Hong Kong vs China
An island lying on the southern coast of China, Hong Kong is one of the most heavily populated areas in the world. Today, it is a SAR (Special Administered Region) of China, but many people remain confused pertaining to differences between Hong Kong and China just because of this special status. Is it an island, a city state, a part of China, or One country- two systems, which is what Chinese policy in dealing with Hong Kong? Let us take a closer look.
Until 1997, HK was a British colony, but the year marked an end of 156 years of colonial rule and the island nation has been transferred to China with a caveat that China will not interfere in the currency, legal system and the polity which is parliamentary system of democracy as in Britain for the next 50 years. This clearly means that HK is still an independent country, though technically a part of China now. You still dial 999 to call police or fire as in Britain and the main languages are Chinese and English as they were in British rule. The population is still made up of mostly Chinese people, and it is only natural considering the proximity of mainland China to HK. People still enjoy democracy as China does not have a say in the political system.
You would be surprised to hear that HK does not produce anything, yet has one of the highest per capita incomes in the world. This is because of Hang Seng, the stock market in HK which has an impact on all major financial markets of the world. Hong Kong is a place where people are hard working but they also know how to enjoy. They are materialistic in nature and spend most of what they earn.
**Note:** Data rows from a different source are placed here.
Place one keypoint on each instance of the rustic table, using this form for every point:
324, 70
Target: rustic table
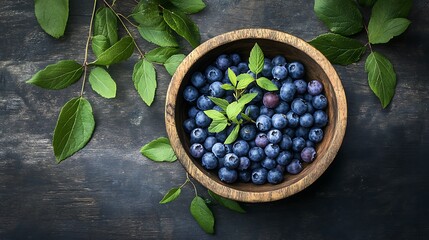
376, 188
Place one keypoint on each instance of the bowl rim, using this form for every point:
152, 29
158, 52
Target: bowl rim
232, 36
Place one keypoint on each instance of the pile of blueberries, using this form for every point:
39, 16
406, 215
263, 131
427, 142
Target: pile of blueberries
286, 126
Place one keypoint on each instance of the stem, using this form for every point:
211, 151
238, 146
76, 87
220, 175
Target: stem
85, 61
125, 27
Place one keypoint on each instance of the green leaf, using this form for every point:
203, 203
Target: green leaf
161, 54
120, 51
171, 195
382, 27
202, 214
102, 83
106, 24
266, 84
244, 80
339, 49
228, 203
189, 6
100, 43
256, 59
58, 76
147, 13
222, 103
233, 135
381, 77
341, 16
159, 150
173, 62
74, 128
160, 34
52, 16
183, 26
144, 78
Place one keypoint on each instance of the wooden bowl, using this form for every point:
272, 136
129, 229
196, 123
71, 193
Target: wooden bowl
272, 43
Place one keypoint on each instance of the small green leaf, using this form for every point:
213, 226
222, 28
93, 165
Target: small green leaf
189, 6
339, 49
159, 150
381, 77
222, 103
266, 84
100, 43
102, 83
341, 16
74, 128
256, 59
173, 62
160, 34
228, 203
161, 54
244, 80
106, 24
202, 214
233, 135
183, 26
52, 16
144, 78
120, 51
171, 195
58, 76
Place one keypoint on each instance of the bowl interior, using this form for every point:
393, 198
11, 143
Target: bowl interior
293, 183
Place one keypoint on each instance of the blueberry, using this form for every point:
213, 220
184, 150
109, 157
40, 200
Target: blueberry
227, 175
197, 150
256, 154
263, 123
296, 70
315, 135
284, 158
213, 74
190, 94
271, 100
198, 79
202, 120
231, 161
299, 106
223, 62
286, 142
314, 87
301, 86
209, 142
275, 176
306, 120
204, 103
298, 143
261, 140
294, 167
248, 132
269, 163
240, 148
320, 118
292, 119
287, 92
219, 150
279, 121
279, 72
319, 102
272, 150
259, 176
308, 154
209, 161
244, 163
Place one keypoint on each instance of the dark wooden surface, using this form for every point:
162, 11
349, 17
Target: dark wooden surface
376, 188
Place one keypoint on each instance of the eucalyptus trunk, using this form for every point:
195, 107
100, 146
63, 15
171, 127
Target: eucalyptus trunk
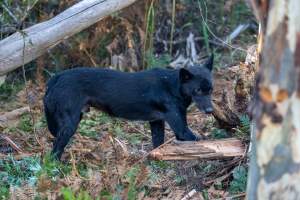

In sharp contrast to HK is China where communism rules supreme. The official language in China is Mandarin and Yuan is the currency. People envy the lifestyle of HK but they cannot go and live in HK because of the special status of HK. Citizens of mainland require a special permit to go to HK. China maintains an embassy in HK and Chinese currency is not accepted in HK where the currency is still HK dollar. Disparity in exchange rates of the two currencies makes it very cheap for Chinese people to go and enjoy in HK.
In sharp contrast to China, where there are so many restrictions, even on websites, there is no restriction, or filtering of websites based on their content in HK. This is because of democracy in HK.
Despite the population made up of Chinese people, one has a British feel in HK, which is quite different from the Chinese culture. The infrastructure, especially the mass transit system called MTR subway makes one feel as if he is not in China, but in a western country.
In cleanliness, HK is far ahead of China and one can see men cleaning and sweeping on streets all the time there are commercials on TV requesting people to keep the city clean. People are reminded of manners and health etiquettes to keep diseases under check.
One can find people spitting in mainland China but in sharp contrast, one is fined when found spitting in public place in HK.